The real killer is that if we adjust for this, we get the final expression $$\sum_{n=0}^\infty \left(\frac{1}{\mu + \lambda_w} + \cdots + \frac{1}{\mu + (n+1)\lambda_w}\right) p_{n} \tag{1}$$ which is still wrong: instead of $p_n$, you should have the conditional probability that there are $n$ customers, given that the next customer to arrive gets served. These are not independent events: the next customer to arrive is much more likely to get impatient first if there are 100 customers already in line.

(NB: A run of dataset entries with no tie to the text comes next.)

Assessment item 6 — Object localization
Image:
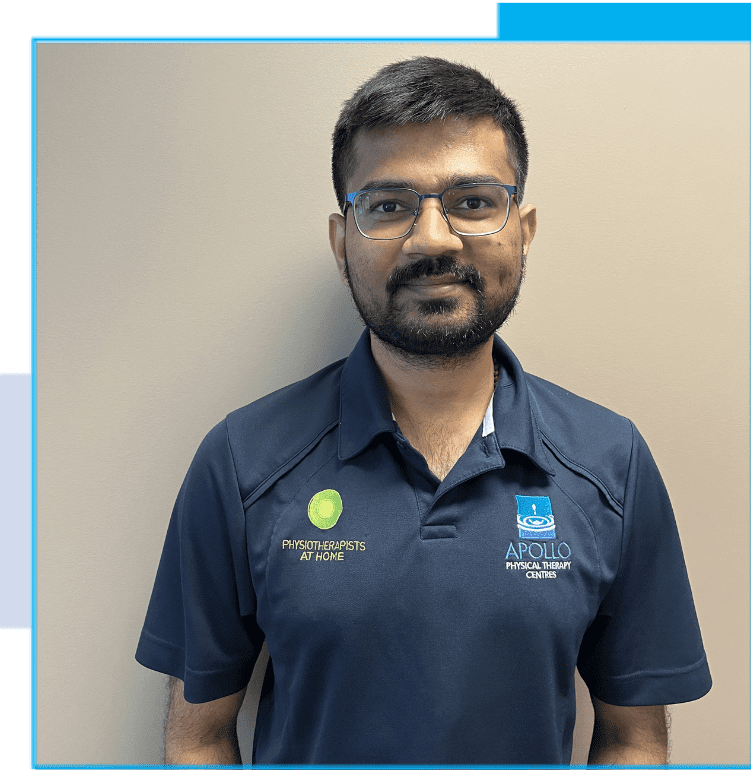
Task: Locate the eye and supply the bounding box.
[453,196,492,211]
[357,190,417,220]
[371,199,409,214]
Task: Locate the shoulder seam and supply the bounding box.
[549,474,603,583]
[241,418,340,508]
[538,427,624,514]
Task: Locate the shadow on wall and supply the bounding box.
[309,276,365,371]
[241,262,365,394]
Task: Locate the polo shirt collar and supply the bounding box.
[490,334,555,476]
[339,331,397,460]
[338,329,554,476]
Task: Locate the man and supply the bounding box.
[136,57,711,765]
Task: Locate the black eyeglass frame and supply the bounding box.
[344,183,518,241]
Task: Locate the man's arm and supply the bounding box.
[165,676,247,766]
[588,696,668,766]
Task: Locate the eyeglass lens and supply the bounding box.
[353,185,511,239]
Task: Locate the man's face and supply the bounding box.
[329,117,537,360]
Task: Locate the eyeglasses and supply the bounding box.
[345,183,517,240]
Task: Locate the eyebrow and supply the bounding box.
[355,173,507,193]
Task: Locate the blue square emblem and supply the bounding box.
[516,495,556,539]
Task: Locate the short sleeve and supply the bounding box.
[135,420,265,703]
[577,422,711,706]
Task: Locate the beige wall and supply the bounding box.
[36,43,749,765]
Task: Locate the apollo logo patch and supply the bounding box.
[308,489,343,530]
[516,495,555,539]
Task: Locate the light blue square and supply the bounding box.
[516,495,555,540]
[0,374,31,628]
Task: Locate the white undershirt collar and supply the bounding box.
[391,391,496,438]
[481,391,495,437]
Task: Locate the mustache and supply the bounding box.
[386,256,484,296]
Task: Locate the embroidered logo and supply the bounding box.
[516,495,556,539]
[308,489,343,530]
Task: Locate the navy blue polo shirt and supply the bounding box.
[136,330,711,765]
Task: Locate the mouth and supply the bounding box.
[398,275,470,298]
[386,256,484,297]
[402,274,464,287]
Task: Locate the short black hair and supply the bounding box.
[332,56,529,211]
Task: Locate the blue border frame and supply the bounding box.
[494,3,751,41]
[30,2,751,768]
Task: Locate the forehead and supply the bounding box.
[348,116,515,192]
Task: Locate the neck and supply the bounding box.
[370,332,496,429]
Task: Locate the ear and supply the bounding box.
[329,212,349,287]
[518,203,537,257]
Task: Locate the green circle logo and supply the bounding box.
[308,489,343,530]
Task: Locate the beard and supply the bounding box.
[343,249,525,361]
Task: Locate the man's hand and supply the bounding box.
[588,695,668,765]
[165,676,247,766]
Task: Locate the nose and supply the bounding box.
[401,199,463,256]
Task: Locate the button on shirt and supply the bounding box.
[136,330,711,765]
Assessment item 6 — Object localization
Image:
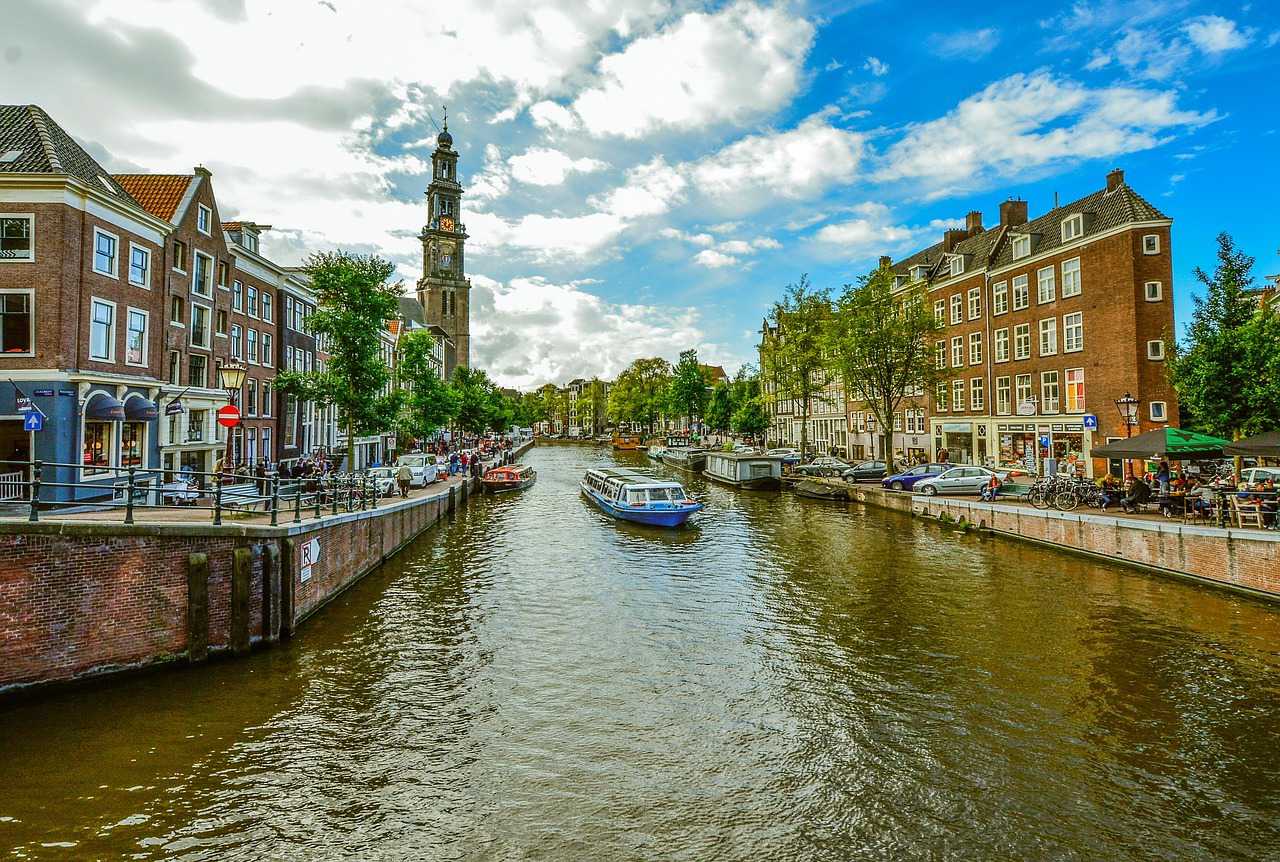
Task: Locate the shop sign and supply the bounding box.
[33,388,54,397]
[165,401,185,416]
[16,396,33,413]
[1017,401,1037,416]
[1039,435,1050,448]
[58,389,75,397]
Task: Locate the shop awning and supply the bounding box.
[84,396,126,421]
[1089,428,1229,460]
[1223,431,1280,457]
[124,397,159,420]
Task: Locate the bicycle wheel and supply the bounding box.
[1055,490,1080,511]
[1030,487,1052,509]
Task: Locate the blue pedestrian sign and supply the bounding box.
[23,411,43,432]
[1082,414,1098,429]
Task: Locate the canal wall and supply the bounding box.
[0,477,479,698]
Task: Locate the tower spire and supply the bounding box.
[442,104,448,133]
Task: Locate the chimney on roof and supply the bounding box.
[1106,167,1125,192]
[943,227,967,253]
[878,255,892,269]
[966,210,983,236]
[999,198,1028,227]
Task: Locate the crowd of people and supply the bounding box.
[1095,461,1278,525]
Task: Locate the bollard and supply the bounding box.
[213,478,224,526]
[270,476,280,526]
[124,466,136,525]
[28,460,41,523]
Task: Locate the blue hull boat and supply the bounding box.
[581,468,703,528]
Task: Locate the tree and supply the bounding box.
[394,330,459,446]
[826,265,944,472]
[1169,234,1280,438]
[668,349,710,429]
[731,395,769,440]
[760,274,833,455]
[704,380,735,433]
[586,378,609,435]
[274,252,402,469]
[608,357,673,433]
[451,366,500,435]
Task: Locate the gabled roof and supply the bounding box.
[699,364,728,383]
[112,173,194,221]
[0,104,140,204]
[397,295,426,326]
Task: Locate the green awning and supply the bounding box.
[1089,428,1229,460]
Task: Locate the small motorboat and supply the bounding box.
[612,434,643,450]
[581,468,703,527]
[481,464,537,493]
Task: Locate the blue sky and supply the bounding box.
[7,0,1278,387]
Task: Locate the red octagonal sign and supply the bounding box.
[216,404,241,428]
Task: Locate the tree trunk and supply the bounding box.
[347,417,356,471]
[799,393,810,457]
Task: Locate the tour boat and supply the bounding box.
[481,464,537,493]
[702,451,786,490]
[580,468,704,527]
[612,434,643,451]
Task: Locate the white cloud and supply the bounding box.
[863,56,889,76]
[1183,15,1254,53]
[466,211,627,261]
[567,1,815,138]
[810,203,937,257]
[751,237,782,249]
[468,143,512,202]
[529,100,579,130]
[1268,30,1280,48]
[590,156,689,218]
[1084,48,1112,70]
[507,147,608,186]
[694,249,739,268]
[1112,28,1192,80]
[659,228,716,247]
[929,27,1001,60]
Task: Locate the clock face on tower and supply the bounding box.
[440,215,455,232]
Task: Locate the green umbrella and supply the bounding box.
[1089,428,1230,460]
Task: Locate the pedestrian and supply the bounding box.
[396,462,413,497]
[449,450,459,475]
[1156,460,1171,496]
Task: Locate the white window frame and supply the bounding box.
[191,250,214,298]
[1142,234,1161,255]
[89,297,116,361]
[189,302,212,349]
[1063,311,1084,353]
[992,281,1008,316]
[1012,274,1029,310]
[92,227,119,278]
[1065,368,1085,413]
[1015,373,1032,408]
[1144,281,1163,302]
[1061,214,1083,242]
[1037,265,1055,304]
[261,332,273,367]
[950,294,963,325]
[1147,339,1165,360]
[949,255,964,277]
[0,213,36,263]
[247,285,259,319]
[951,336,964,368]
[1061,257,1081,297]
[1039,318,1057,356]
[1150,401,1167,421]
[994,328,1009,363]
[127,242,151,288]
[935,383,948,413]
[953,379,965,410]
[996,376,1011,415]
[124,306,149,368]
[197,203,212,236]
[172,239,188,274]
[1041,370,1060,414]
[230,323,243,359]
[970,377,984,411]
[969,331,982,365]
[247,328,259,365]
[935,340,946,369]
[967,287,981,320]
[1012,234,1031,260]
[1014,323,1031,360]
[0,287,35,357]
[262,292,273,323]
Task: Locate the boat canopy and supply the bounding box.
[585,467,684,490]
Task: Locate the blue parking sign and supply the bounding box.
[23,411,43,432]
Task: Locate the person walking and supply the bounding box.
[449,450,460,476]
[1156,460,1172,496]
[396,462,413,498]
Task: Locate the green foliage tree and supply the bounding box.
[394,330,459,446]
[668,349,710,428]
[1169,233,1280,438]
[704,381,735,433]
[451,366,500,435]
[761,274,833,455]
[608,357,673,433]
[731,394,769,440]
[826,265,944,472]
[274,252,402,469]
[586,378,609,435]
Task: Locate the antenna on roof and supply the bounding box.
[1054,191,1060,209]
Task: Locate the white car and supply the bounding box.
[393,454,438,487]
[1241,467,1280,486]
[365,467,399,497]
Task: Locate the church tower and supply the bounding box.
[417,110,470,372]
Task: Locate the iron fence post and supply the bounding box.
[269,476,280,526]
[294,486,302,524]
[124,467,136,525]
[331,477,339,516]
[28,460,41,523]
[214,477,224,526]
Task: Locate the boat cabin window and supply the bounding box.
[647,488,675,502]
[626,489,647,504]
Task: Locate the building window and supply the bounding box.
[125,308,148,366]
[1142,234,1161,255]
[82,419,113,475]
[893,412,903,432]
[935,382,948,412]
[285,295,295,330]
[246,378,258,417]
[1061,214,1083,242]
[1012,235,1031,260]
[173,239,187,272]
[967,287,981,320]
[0,214,34,261]
[1065,368,1085,412]
[969,331,982,365]
[170,295,185,325]
[1039,318,1057,356]
[261,332,273,367]
[89,298,115,361]
[1041,371,1060,413]
[950,294,963,325]
[951,336,964,367]
[247,328,259,364]
[991,281,1008,316]
[262,383,272,417]
[190,304,211,348]
[934,299,945,325]
[216,309,228,336]
[994,328,1009,363]
[935,340,946,369]
[1037,266,1055,304]
[284,395,298,446]
[1063,312,1084,352]
[1014,323,1031,360]
[192,252,213,297]
[952,379,965,410]
[1015,374,1033,411]
[128,244,150,287]
[996,376,1011,415]
[188,409,206,442]
[1145,281,1162,302]
[1061,257,1081,297]
[217,260,229,289]
[1012,274,1029,310]
[950,256,964,277]
[92,228,118,277]
[121,420,145,468]
[0,291,33,354]
[1147,339,1165,360]
[197,203,212,235]
[1150,401,1167,421]
[188,353,207,388]
[168,350,180,385]
[261,292,273,322]
[247,285,259,317]
[970,377,984,411]
[231,324,243,358]
[232,280,244,311]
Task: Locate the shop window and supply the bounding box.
[188,409,206,442]
[121,421,145,467]
[83,420,113,475]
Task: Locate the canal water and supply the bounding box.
[3,444,1280,860]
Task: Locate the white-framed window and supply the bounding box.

So you'll need to explicitly figure out the probability (call it $q_n$) that a customer that's behind $n$ others in line will be served before getting impatient. This is not too hard: we have $q_0 = \frac{\mu}{\mu + \lambda_w}$, and more generally, $q_n = \frac{\mu + n \lambda w}{\mu + (n+1) \lambda_w} \cdot q_{n-1} = \frac{\mu}{\mu + (n+1)\lambda_w}$. Then we can find the overall probability that a customer is served: $q = \sum_{n=0}^\infty p_i q_i$.
Finally, to make $(1)$ correct, we should replace $p_{n}$ by the conditional probability, which is (via Bayes's formula) $\frac{p_{n} q_{n}}{q}$.